10 November 2007

10Nov. A rambling text on expensive wine, the nature of generosity and so on.

"The price is, of course, quite out there but the more expensive wine I'm lucky enough to taste the more warranted these prices seem. I've never heard a bad thing about this wine and I've never had the pleasure. If it were my money I'd be inclined to spend it on Bordeaux but if I were to receive it I would definitely be incredibly excited. I've enjoyed some (much cheaper) wines from the Northern Rhone that inspired this (Hermitage. All syrah) and have been very impressed with how much is going on in there. So yes, I agree that a wine-lover (one who enjoys great wines for their greatness, not necessarily for their regions or styles) would be crazy about it.

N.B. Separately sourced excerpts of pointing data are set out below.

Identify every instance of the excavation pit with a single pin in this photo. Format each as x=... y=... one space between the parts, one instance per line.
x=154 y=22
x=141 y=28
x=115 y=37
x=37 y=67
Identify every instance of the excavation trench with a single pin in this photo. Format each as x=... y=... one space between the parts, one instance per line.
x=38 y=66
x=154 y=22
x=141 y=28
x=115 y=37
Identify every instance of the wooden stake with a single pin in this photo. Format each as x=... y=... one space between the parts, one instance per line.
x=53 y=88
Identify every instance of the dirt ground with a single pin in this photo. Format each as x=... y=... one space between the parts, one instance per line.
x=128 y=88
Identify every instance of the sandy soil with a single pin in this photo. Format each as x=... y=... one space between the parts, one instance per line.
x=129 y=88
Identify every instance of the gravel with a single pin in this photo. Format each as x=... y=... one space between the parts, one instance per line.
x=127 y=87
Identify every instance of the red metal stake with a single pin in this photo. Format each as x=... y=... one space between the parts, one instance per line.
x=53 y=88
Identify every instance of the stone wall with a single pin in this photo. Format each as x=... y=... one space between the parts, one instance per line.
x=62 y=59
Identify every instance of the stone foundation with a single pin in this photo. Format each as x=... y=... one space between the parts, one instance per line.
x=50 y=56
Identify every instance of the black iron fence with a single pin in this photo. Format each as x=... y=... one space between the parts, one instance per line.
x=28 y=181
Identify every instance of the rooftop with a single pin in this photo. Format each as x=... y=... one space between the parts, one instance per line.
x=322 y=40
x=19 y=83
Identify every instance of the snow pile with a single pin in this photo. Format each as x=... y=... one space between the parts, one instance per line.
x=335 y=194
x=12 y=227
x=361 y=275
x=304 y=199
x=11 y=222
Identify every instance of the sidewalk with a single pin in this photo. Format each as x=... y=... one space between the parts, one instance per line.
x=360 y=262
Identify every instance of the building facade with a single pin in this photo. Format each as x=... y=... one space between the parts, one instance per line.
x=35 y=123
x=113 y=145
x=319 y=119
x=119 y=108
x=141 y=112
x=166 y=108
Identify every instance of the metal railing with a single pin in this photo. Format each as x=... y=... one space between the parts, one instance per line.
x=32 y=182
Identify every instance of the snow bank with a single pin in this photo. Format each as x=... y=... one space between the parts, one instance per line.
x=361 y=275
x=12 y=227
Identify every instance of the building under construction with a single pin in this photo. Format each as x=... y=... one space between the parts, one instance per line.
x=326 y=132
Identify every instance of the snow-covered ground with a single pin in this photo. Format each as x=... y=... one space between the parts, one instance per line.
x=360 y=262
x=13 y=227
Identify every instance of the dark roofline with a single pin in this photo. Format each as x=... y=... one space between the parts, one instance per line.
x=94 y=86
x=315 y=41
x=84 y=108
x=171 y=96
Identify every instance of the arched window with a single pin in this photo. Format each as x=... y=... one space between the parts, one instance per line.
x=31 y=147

But if you're dealing with somebody who is just starting out with wines I'd be afraid that the nuances might go over their head. I believe in leading up to great wine by learning on good wine. The more experience the greater the articulation which I think leads to a greater appreciation. Or, to put it another way, all the little things that make great sex great sex would be lost on a virgin. It may be fantastic, but without the experience to appreciate the effort...well...
that's my take on it. "

Such was how I responded to a friend of mine who'd sent me an article in the WSJ about Penfold's mighty Grange and how it was the ultimate gift for the wine lover, wine devotee or those interested in wine this season.

but I've rethought it a bit and now I'm not sure whether it's as clear as I vaguely described. Before I put the effort into my wine education I'd been exposed to several very nice wines. That is to say, before I would consider myself ready. Was that a waste of wine? I certainly don't think so but I do sort of regret that I wasn't able to enjoy them for what that were. I certainly hope that the people who shared these wines with me don't regret having done so if I couldn't eke out all that I could. I mean, to some degree I still don't think I was fully qualified to go to Pinot Camp but the thing that I do have is a genuine passion to learn more. Which, in part, was fueled by tasting outstanding wine and wanting to experience that again. So, in a way, all those who have brought in a stellar bottle of wine to share with me have directly influenced the quality of the current, and future, wine selections at Baan Sawan and future projects.
So. Is it a good idea to buy somebody who knows little about wine a remarkable, and expensive, bottle? If I say "no" with the reasoning that they won't fully appreciate it then I turn my back on the possibility that experiencing that wine might be epiphanic and drive the recipient to explore and learn and, ultimately, pass on their knowledge and wines to others to continue the cycle. Which is good. Or they might wait until they're drunk to chug it and waste it entirely. Which is bad.
At the end of the day, I suppose, we are talking about a gift. And what they do with it or how they appreciate it shouldn't concern us too much. A favorite Sartre quote of mine is "...all which I give, I enjoy in a higher manner through the fact that I give it away. To give is to enjoy possessively the object which one gives." He seemed to say this almost dismissively, as though it diminished the generosity itself. I don't think that's necessarily true. While it may not be "cool" to admit it, I revel in my petite bourgeoisie materialism. I don't have a lot but I enjoy what I do have and part of having is sharing, which illustrates that I have that which I'm sharing. This doesn't have to be bad. I'm not an ass about it but I do like to be able to give. And it helps that I'm constantly humbled by my meager income. And I do so love to educate and be educated.
Anyway. I've digressed, to some degree.
I suppose what I'm saying is that I now think that a gift of Grange, if you can afford it, would be a wonderful gift for anybody with a genuine interest in wine, experience notwithstanding.